Respiratory Effects, Metal and Aldehyde exposure from e-cigarette use in young adults (REMA)
Full Description
PROJECT SUMMARY
My long-term goal is to become an independent investigator focusing on how pollutant exposures may adversely
affect respiratory health and identify measures to effectively mitigate such exposures. My primary project
objective is to investigate the exposure and toxicity of chemical constituents of concern (CCOC), namely metal
and aldehydes, as well as the pulmonary health effects, including inflammation, of using new and emerging
electronic cigarette (e-cig) devices among young adults. E-cig devices work by heating a mixture of chemicals
to generate an aerosol that is inhaled by the user. Use of e-cigs has increased and, among adults, remains the
highest among those aged 18 to 24 years. More recent e-cig devices such as disposable PODs have grown in
popularity, yet it is currently unknown whether these new devices’ design characteristics in conjunction with user
vaping regimen impact CCOC exposure and influence respiratory health. Thus, my specific aims are to 1)

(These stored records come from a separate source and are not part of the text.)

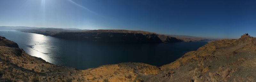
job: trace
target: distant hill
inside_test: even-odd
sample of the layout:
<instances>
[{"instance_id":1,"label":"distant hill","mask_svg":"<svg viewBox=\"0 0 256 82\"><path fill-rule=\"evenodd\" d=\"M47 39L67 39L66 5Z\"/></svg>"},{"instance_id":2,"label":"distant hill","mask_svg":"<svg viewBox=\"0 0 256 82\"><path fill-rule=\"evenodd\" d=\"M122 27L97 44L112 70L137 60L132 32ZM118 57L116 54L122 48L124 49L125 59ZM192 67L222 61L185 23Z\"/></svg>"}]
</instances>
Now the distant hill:
<instances>
[{"instance_id":1,"label":"distant hill","mask_svg":"<svg viewBox=\"0 0 256 82\"><path fill-rule=\"evenodd\" d=\"M140 31L99 30L84 31L56 28L19 29L19 30L25 32L62 38L90 42L161 43L183 41L174 37Z\"/></svg>"},{"instance_id":2,"label":"distant hill","mask_svg":"<svg viewBox=\"0 0 256 82\"><path fill-rule=\"evenodd\" d=\"M46 27L31 27L26 26L0 26L0 29L42 29L42 28L49 28L49 29L61 29L64 30L81 30L81 31L88 31L90 30L88 29L80 29L76 28L46 28Z\"/></svg>"},{"instance_id":3,"label":"distant hill","mask_svg":"<svg viewBox=\"0 0 256 82\"><path fill-rule=\"evenodd\" d=\"M0 37L0 80L5 82L255 82L255 43L256 38L244 35L238 39L210 42L196 51L187 52L176 61L159 67L143 63L124 63L78 70L56 65L31 56L15 42Z\"/></svg>"},{"instance_id":4,"label":"distant hill","mask_svg":"<svg viewBox=\"0 0 256 82\"><path fill-rule=\"evenodd\" d=\"M215 40L217 39L211 38L205 38L199 37L194 36L184 36L184 35L167 35L171 37L174 37L181 39L185 42L194 42L194 41L210 41Z\"/></svg>"}]
</instances>

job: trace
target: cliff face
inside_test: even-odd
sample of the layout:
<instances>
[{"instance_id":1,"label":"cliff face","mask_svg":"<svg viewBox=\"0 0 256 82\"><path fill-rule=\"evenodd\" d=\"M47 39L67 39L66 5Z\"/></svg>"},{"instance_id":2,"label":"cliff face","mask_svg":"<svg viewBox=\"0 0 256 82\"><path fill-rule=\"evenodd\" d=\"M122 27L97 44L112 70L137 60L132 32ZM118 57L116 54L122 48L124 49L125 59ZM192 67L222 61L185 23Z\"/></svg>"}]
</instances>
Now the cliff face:
<instances>
[{"instance_id":1,"label":"cliff face","mask_svg":"<svg viewBox=\"0 0 256 82\"><path fill-rule=\"evenodd\" d=\"M161 35L161 36L164 35ZM168 36L160 38L154 33L108 32L61 32L52 35L63 38L91 42L161 43L180 42L182 40Z\"/></svg>"},{"instance_id":2,"label":"cliff face","mask_svg":"<svg viewBox=\"0 0 256 82\"><path fill-rule=\"evenodd\" d=\"M99 30L87 31L60 29L22 29L20 31L80 41L132 43L173 43L182 42L176 38L139 31Z\"/></svg>"},{"instance_id":3,"label":"cliff face","mask_svg":"<svg viewBox=\"0 0 256 82\"><path fill-rule=\"evenodd\" d=\"M255 82L255 54L256 38L244 35L238 39L209 42L160 67L128 63L77 70L50 64L18 48L1 46L0 79L52 82Z\"/></svg>"}]
</instances>

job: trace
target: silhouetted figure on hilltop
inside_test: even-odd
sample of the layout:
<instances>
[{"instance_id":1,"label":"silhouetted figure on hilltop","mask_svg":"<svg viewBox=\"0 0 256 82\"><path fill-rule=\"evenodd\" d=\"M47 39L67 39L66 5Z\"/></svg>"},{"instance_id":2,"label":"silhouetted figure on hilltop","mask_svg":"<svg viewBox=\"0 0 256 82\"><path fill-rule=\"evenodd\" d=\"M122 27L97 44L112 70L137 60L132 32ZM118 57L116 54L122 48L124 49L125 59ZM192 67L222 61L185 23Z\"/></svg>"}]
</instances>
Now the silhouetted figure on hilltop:
<instances>
[{"instance_id":1,"label":"silhouetted figure on hilltop","mask_svg":"<svg viewBox=\"0 0 256 82\"><path fill-rule=\"evenodd\" d=\"M245 33L245 35L249 35L248 34L248 33Z\"/></svg>"}]
</instances>

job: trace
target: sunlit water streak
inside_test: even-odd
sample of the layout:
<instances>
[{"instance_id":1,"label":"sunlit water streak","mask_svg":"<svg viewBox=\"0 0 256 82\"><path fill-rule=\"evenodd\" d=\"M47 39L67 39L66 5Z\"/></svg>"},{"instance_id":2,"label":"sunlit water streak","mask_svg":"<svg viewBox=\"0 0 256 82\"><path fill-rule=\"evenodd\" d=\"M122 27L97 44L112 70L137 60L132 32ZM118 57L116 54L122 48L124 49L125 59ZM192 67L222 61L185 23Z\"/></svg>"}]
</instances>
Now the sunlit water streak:
<instances>
[{"instance_id":1,"label":"sunlit water streak","mask_svg":"<svg viewBox=\"0 0 256 82\"><path fill-rule=\"evenodd\" d=\"M132 44L90 43L23 32L0 31L27 53L55 65L85 69L122 62L161 66L207 42Z\"/></svg>"}]
</instances>

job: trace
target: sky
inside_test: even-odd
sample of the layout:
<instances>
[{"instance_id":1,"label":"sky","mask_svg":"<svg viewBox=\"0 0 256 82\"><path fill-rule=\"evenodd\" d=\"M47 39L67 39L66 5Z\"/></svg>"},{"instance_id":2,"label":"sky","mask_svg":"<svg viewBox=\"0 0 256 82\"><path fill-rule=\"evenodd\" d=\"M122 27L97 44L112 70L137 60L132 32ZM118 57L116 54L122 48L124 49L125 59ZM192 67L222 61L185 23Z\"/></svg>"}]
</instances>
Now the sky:
<instances>
[{"instance_id":1,"label":"sky","mask_svg":"<svg viewBox=\"0 0 256 82\"><path fill-rule=\"evenodd\" d=\"M1 0L0 26L256 36L256 0Z\"/></svg>"}]
</instances>

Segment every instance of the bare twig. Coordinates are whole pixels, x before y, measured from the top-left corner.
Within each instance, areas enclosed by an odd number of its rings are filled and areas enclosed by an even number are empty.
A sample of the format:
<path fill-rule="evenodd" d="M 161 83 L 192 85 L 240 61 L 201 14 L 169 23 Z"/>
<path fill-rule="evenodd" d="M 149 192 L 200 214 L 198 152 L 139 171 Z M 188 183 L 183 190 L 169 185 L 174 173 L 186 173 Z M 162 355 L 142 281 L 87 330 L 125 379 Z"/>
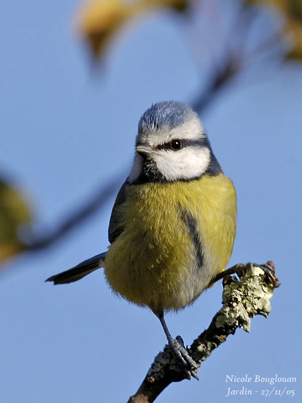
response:
<path fill-rule="evenodd" d="M 240 267 L 239 270 L 238 267 Z M 238 327 L 249 331 L 251 318 L 256 315 L 267 317 L 270 311 L 270 299 L 274 287 L 271 283 L 267 284 L 267 278 L 262 270 L 253 267 L 250 263 L 231 268 L 234 268 L 240 280 L 234 276 L 224 279 L 222 307 L 208 328 L 194 340 L 188 350 L 199 364 L 225 342 L 229 334 L 234 334 Z M 274 277 L 275 284 L 279 285 L 274 272 Z M 141 385 L 128 403 L 151 403 L 170 383 L 184 379 L 185 375 L 167 346 L 155 358 Z"/>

evaluate the relationship between e-cig use and CCOC exposure and effect, 2) assess the association of e-cig
use with respiratory outcomes and inflammatory markers, and 3) assess CCOC exposure as a mixture and
potential mediator in e-cig related respiratory health outcomes. In this cross-sectional study, to achieve Aim 1
(K99 phase), 150 participants (75 e-cig users, 75 non-users) will be recruited to assess biomarkers of exposure
(aldehydes, metals) and effect (metallothionein) from e-cig use. This will leverage the ongoing EMIT study which
looks at metal exposure and collects e-cig user regimen via questionnaire, aerosol samples, biospecimens
(blood, urine), and spirometry measures. After receiving training in chemical analysis, respiratory clinical
outcomes, and inflammatory markers, including gene expression changes, a new cohort of 150 participants (75
e-cig users, 75 non-users) will be recruited for Aim 2 (R00 phase). This phase will not only collect the same data
as in Aim 1 but also biomarkers of effect and inflammation (blood, urine, FeNO) and gene expression profiles (in
nasal epithelial cells). Whether e-cig users have increased respiratory symptoms, inflammation and altered gene
expression profiles compared to non-users will be evaluated. Combining Aims 1 and 2 cohorts (n= 300), Aim 3
will employ the use of Bayesian and causal mediation methods to assess if CCOC exposure is positively
associated with and explains, at least in part, the respiratory effects from e-cig use. With the proliferation of
newer e-cig devices, there is an urgent need to characterize exposure and respiratory health effects resulting
from their use. This study has the potential to generate critical data to inform FDA regulation to limit adverse
exposures and health outcomes and curb the increasing prevalence of use among young adults. Through this
research, my didactic coursework, and the guidance of my mentoring team consisting of a pulmonologist,
exposure scientist, immunologist, analytical chemist, and environmental epidemiologist, I will acquire critical
skills needed to be a successful independent researcher in environmental health and tobacco control.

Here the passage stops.